EUROMED, mal en point, n’est pas condamné
Le
sommet euro-méditerranéen, qui s’est tenu à Barcelone les 27 et 28
novembre derniers, avait mal commencé. L’absence de la plupart des chefs
d’État et de gouvernement des pays arabes n’était pas de bon augure
pour une véritable relance du partenariat, objectif avoué de ce dixième
anniversaire d’Euromed. Alors que l’ensemble des dirigeants des 25
étaient présents, seuls deux chefs d’État sur les dix partenaires ont répondu à l’appel : le Premier ministre turc Recep Tayyip
Erdogan, et le Président de l’Autorité palestinienne, Mahmoud Abbas, seul
dirigeant arabe présent. Il faut dire que le contexte politique du
moment n’a probablement pas favorisé les avancées majeures : la récente
médiatisation du problème de l’immigration clandestine, l’enlisement du
conflit israélo-palestinien, et l’approche de la tenue d’élections en
Israël ont constitué autant de raisons pour passer à côté d’un
traitement de fond des relations entre voisins méditerranéens.
Quel était l’enjeu du sommet, dix ans après la naissance du partenariat euroméditerranéen ? Concrètement, trois points principaux figuraient à l’agenda des délégations de diplomates :
- l’adoption
d’une déclaration commune visant à relancer le partenariat Euromed et
ses trois volets constitutifs (politique, économique et culturel)
- la mise sur pied d’un plan d’action, pour cinq années, traitant du problème de l’immigration illégale
- et la signature d’un code de conduite antiterroriste.
La déclaration, ou « vision commune » censée être adoptée par les
trente-cinq participants, ne l’a finalement pas été, se transformant en
une malheureuse déclaration unilatérale de la présidence de l’Union.

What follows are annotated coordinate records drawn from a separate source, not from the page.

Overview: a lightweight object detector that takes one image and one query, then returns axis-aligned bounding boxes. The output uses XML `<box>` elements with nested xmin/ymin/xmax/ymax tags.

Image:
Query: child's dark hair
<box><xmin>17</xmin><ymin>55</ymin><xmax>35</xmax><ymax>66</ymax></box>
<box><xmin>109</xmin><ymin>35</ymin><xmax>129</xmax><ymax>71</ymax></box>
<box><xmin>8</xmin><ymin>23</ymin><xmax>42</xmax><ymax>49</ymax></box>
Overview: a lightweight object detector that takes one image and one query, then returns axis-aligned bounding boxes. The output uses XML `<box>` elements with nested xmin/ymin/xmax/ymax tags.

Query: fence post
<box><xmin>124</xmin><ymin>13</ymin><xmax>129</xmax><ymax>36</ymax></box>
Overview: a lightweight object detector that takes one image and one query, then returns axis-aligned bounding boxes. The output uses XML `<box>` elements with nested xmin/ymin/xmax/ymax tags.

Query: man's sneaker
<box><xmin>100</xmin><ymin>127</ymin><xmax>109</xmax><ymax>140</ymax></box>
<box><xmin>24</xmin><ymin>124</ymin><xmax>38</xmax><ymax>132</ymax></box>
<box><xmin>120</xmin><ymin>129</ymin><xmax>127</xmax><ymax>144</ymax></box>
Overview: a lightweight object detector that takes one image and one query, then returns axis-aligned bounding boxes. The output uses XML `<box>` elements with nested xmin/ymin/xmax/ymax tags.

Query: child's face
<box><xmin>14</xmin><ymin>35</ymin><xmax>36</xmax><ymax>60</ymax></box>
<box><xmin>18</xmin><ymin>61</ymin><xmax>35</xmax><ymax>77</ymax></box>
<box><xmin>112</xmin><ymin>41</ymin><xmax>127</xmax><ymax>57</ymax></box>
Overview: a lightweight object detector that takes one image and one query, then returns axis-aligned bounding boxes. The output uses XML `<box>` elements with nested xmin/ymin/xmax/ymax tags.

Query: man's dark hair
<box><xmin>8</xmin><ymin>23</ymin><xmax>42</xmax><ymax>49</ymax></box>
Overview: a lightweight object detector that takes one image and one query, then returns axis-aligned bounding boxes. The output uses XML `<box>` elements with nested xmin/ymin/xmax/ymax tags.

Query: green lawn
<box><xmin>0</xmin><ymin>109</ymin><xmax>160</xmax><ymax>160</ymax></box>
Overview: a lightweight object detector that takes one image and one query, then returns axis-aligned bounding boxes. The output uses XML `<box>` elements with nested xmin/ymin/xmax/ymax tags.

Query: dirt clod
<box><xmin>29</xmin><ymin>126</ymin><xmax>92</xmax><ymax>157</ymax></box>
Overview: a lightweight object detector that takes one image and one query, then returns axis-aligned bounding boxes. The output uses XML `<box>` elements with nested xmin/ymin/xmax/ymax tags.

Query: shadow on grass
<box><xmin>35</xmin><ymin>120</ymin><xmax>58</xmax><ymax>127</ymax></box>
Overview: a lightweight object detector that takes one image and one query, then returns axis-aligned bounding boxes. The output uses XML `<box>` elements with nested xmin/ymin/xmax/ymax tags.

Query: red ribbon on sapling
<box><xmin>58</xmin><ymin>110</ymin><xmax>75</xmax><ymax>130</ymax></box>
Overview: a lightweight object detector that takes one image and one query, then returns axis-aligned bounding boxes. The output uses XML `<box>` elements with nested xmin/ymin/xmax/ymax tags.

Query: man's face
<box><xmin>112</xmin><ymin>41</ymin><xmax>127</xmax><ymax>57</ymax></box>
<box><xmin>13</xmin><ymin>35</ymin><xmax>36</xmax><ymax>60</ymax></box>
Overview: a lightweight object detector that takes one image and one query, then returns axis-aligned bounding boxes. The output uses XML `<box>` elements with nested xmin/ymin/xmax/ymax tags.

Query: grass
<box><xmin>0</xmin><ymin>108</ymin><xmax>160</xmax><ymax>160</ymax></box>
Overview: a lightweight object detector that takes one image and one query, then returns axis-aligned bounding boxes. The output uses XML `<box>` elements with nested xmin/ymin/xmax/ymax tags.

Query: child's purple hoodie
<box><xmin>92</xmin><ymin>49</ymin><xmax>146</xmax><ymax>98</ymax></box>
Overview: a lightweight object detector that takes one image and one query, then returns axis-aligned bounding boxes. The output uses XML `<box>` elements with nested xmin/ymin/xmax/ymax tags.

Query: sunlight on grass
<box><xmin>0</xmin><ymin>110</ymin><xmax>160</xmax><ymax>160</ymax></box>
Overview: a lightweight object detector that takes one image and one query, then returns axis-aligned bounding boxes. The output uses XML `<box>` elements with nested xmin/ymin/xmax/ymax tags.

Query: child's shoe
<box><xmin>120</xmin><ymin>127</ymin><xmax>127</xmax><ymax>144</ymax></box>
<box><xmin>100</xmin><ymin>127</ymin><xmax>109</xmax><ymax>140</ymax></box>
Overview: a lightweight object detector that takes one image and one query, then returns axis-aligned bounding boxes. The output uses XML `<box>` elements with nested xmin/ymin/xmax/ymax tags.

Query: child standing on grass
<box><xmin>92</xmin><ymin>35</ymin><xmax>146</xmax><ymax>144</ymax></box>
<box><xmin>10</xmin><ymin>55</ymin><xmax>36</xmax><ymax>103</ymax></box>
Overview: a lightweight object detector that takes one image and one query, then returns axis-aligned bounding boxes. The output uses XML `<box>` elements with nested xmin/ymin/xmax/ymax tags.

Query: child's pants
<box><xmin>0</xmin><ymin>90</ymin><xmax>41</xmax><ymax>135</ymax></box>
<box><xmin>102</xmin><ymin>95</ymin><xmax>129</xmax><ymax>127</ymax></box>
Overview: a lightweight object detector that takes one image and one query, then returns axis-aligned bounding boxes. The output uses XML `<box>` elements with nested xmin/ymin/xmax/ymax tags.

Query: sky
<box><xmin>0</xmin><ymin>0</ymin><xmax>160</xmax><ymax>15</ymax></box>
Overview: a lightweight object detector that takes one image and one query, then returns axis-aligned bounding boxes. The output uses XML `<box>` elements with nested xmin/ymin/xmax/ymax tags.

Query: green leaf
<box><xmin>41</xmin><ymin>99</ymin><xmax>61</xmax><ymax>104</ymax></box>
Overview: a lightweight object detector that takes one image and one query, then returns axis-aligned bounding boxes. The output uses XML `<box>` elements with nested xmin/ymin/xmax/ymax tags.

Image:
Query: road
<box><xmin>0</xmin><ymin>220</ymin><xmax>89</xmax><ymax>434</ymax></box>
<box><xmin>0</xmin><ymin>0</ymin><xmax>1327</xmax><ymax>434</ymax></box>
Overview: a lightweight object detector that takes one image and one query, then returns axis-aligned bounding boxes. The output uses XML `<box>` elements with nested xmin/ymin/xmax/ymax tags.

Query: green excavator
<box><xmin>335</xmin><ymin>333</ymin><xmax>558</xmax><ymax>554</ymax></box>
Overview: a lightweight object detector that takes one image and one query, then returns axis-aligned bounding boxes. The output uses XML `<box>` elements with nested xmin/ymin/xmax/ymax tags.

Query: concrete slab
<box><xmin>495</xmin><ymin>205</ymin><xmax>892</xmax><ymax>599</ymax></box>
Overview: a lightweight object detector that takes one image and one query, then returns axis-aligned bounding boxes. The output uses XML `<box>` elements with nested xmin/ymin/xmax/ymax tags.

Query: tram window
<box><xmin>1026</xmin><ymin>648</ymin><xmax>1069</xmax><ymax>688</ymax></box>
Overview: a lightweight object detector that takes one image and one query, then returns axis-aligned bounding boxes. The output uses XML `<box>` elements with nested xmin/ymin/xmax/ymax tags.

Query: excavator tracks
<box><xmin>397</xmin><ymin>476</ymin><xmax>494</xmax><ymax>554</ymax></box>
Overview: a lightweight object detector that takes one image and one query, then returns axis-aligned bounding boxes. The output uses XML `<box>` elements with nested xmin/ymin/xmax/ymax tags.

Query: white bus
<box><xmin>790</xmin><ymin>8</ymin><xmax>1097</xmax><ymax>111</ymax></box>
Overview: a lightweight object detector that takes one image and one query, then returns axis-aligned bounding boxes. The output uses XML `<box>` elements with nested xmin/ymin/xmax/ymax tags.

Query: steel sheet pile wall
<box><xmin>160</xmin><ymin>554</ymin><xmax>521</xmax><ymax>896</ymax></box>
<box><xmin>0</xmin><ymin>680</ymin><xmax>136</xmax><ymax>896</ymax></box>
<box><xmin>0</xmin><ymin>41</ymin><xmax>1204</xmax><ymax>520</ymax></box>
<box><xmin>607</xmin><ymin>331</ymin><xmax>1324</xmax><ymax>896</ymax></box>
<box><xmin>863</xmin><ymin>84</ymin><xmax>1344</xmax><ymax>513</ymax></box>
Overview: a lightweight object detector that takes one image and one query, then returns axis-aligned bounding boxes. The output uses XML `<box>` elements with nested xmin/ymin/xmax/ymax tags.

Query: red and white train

Selon les dires d’un diplomate belge ayant fait le déplacement à
Barcelone, Israël s’est opposé au texte, en raison d’une référence faite
à « l’autodétermination » concernant les territoires palestiniens
(Ariel Sharon ne pouvant, dans le contexte politique israélien actuel,
prendre le risque de se voir accusé de céder sur quoi que ce soit). Les
pays arabes, quant à eux, auraient refusé l’adoption de la déclaration
en raison de l’absence de distinction faite entre les notions de «
terrorisme » et de « droit de résistance légitime ». Un plan d’action
sur cinq ans a néanmoins obtenu l’aval des trente-cinq délégations,
celui-ci consistant principalement en une tentative de régulation de
l’immigration clandestine. On peut affirmer qu’il s’agit là de l’unique
percée significative réalisée le week-end dernier dans la capitale
catalane. En effet, bien que le code de conduite antiterroriste
condamnant toute action terroriste ait été accepté par les pays arabes,
celui-ci perd de sa substance dès lors qu’on sait qu’aucun compromis
n’a été trouvé autour de la définition de la notion de « terrorisme »
elle-même. Cet obstacle sémantique était déjà à l’origine, on l’a
dit plus haut, du rejet de la déclaration commune.
Cependant,
s’il est vrai que le sommet de Barcelone est un échec, il ne constitue
en aucun cas l’acte de décès du partenariat Euromed. Sa relance n’est
pas un succès, et des adaptations futures seront nécessaires, notamment
au sujet de la politique européenne de voisinage, mais les mécanismes
(économiques et commerciaux surtout) mis en place en 1995 font leurs
preuves, et l’établissement d’une zone de libre-échange à l’horizon 2010
reste à l’ordre du jour. L’initiative européenne visant à «
l’établissement d’une zone commune de paix et de prospérité dans le
bassin méditerranéen », par l’intermédiaire du partenariat Euromed, est
de première importance pour la visibilité de l’action extérieure de
l’UE, et renforce l’affirmation que le « Soft Power » de l’Union peut
constituer une alternative aux projets américains de Grand Moyen-Orient,
et de démocratisation par la force.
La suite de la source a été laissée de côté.